Protecting The Human Factor In The Age Of Technological Medicine
Between the pressures of rising costs, treatment advances, and the ongoing seismic shifts in government policies, the health care system is at a crossroads. Providers, health care companies, and consumers are all trying to navigate their way through a shifting landscape. At a time of ever-increasing possibilities, how do you ensure medical care keeps the best outcome for the patient central to the decision-making process?
Be an Informed Consumer
Whether you are evaluating care for yourself or for a loved one, do your homework. Research physicians, procedures, and facilities to find the ones that best fit your needs. There are a variety of online resources to help. You and your care team want the best outcome. Be sure you are all clear about what constitutes a good outcome.
This is especially important when it comes to end-of-life care. Have these conversations long before they are needed. What is important? Would you or your family member want to avoid discomfort or have all medical interventions possible, regardless of potential pain? The time to weigh the risks and benefits of certain treatments like a respirator is not in the middle of a medical crisis. While the conversations can be difficult, they become invaluable because everyone, including care providers, understands what defines the best outcome for that particular patient.
As you ask questions about medications, conditions, and procedures, make sure you are getting your information from a variety of reputable resources. Just because something shows up at the top of your internet search does not mean it’s the most accurate source.
Be a Proactive Professional
If you are a health care provider or work in the health care field, you are acutely aware of the tug between technological advances and the human touch. From algorithms that predict results to costly breakthrough treatments, technology has changed the way medical care is delivered. Instead of getting frustrated by the process, consider a career shift to a position with broader decision-making powers. Health care administrators greatly impact the care delivery systems and patients. You could get your executive mha from USC online.
Be an Engaged Advocate
Decisions about health care policy are made at many levels. Employees get their health insurance through their jobs. If the HR department sends out a survey about potential insurance changes, respond. If Congress is working on legislation for health policy at the federal level, contact your representatives to make sure your concerns are known.
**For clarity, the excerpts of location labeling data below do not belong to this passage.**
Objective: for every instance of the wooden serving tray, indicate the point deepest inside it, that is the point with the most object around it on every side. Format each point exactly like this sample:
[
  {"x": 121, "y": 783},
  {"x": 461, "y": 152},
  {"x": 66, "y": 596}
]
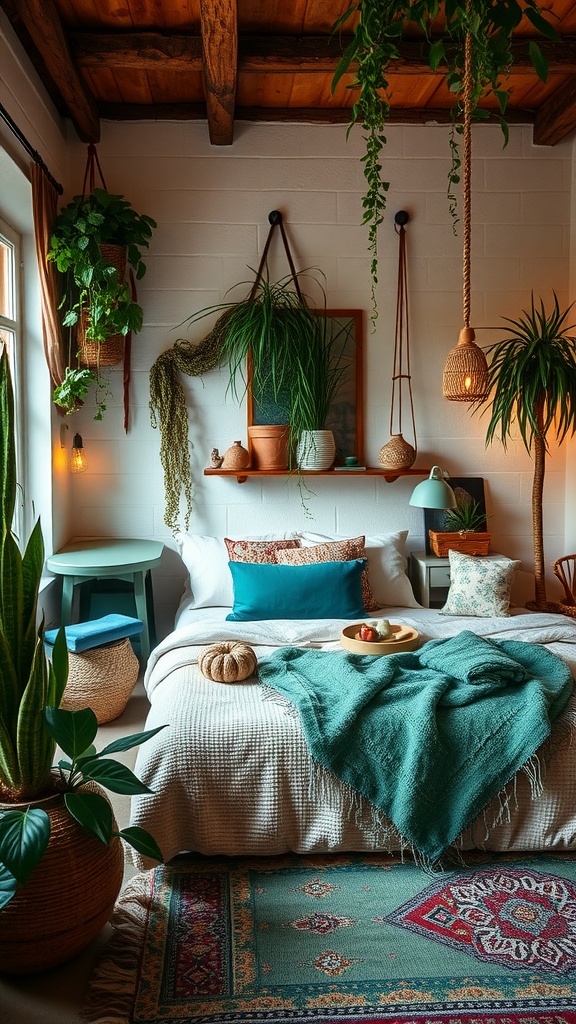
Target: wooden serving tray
[{"x": 404, "y": 638}]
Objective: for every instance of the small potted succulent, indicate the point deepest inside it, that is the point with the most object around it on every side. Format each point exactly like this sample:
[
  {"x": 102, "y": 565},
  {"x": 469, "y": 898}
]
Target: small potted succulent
[
  {"x": 464, "y": 530},
  {"x": 95, "y": 238}
]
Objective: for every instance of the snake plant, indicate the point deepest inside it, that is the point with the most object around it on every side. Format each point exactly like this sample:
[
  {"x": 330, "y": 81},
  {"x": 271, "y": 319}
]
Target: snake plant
[{"x": 32, "y": 723}]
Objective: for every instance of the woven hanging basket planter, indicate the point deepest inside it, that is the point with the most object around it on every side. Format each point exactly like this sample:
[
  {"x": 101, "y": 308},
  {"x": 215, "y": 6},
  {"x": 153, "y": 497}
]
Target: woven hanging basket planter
[
  {"x": 397, "y": 454},
  {"x": 103, "y": 679},
  {"x": 94, "y": 354},
  {"x": 69, "y": 896}
]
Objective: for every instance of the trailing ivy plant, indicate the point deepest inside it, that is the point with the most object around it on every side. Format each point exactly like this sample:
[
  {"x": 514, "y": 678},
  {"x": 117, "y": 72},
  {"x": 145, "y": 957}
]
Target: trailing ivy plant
[{"x": 374, "y": 47}]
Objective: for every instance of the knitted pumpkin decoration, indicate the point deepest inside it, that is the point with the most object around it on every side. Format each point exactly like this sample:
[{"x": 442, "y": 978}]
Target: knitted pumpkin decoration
[{"x": 228, "y": 663}]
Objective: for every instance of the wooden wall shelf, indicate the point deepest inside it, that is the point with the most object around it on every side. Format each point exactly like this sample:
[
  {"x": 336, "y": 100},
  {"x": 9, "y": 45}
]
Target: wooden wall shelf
[{"x": 389, "y": 475}]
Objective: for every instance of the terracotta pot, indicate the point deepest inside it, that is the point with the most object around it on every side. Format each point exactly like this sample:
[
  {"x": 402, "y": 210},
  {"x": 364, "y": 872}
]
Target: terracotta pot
[
  {"x": 69, "y": 896},
  {"x": 94, "y": 354},
  {"x": 467, "y": 544},
  {"x": 269, "y": 445},
  {"x": 236, "y": 457}
]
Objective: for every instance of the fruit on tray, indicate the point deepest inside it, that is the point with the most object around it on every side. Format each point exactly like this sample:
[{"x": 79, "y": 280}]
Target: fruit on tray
[{"x": 375, "y": 631}]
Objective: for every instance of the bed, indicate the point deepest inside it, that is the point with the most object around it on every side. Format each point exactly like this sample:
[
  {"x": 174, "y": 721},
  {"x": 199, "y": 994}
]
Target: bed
[{"x": 233, "y": 774}]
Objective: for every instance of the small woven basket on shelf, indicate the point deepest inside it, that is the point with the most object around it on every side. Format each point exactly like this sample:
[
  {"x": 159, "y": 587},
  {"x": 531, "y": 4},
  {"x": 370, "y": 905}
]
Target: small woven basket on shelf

Perhaps you need to advocate for yourself or a family member. If you have a question or concern about a facility’s decision, do not hesitate to have a frank discussion about healthcare administration ethics. Especially if the disease or procedure is a complicated one, it is important that you gain a clear understanding of the situation.
Technology such as electronic medical records facilitates the delivery of quality care. For consumers, they can also raise privacy issues. If you have questions about how your insurance company safeguards customer information, ask.
There are many benefits to technological advances in health care. It is vital, however, that people evaluate them in thoughtful ways to make sure that the human touch is not obliterated.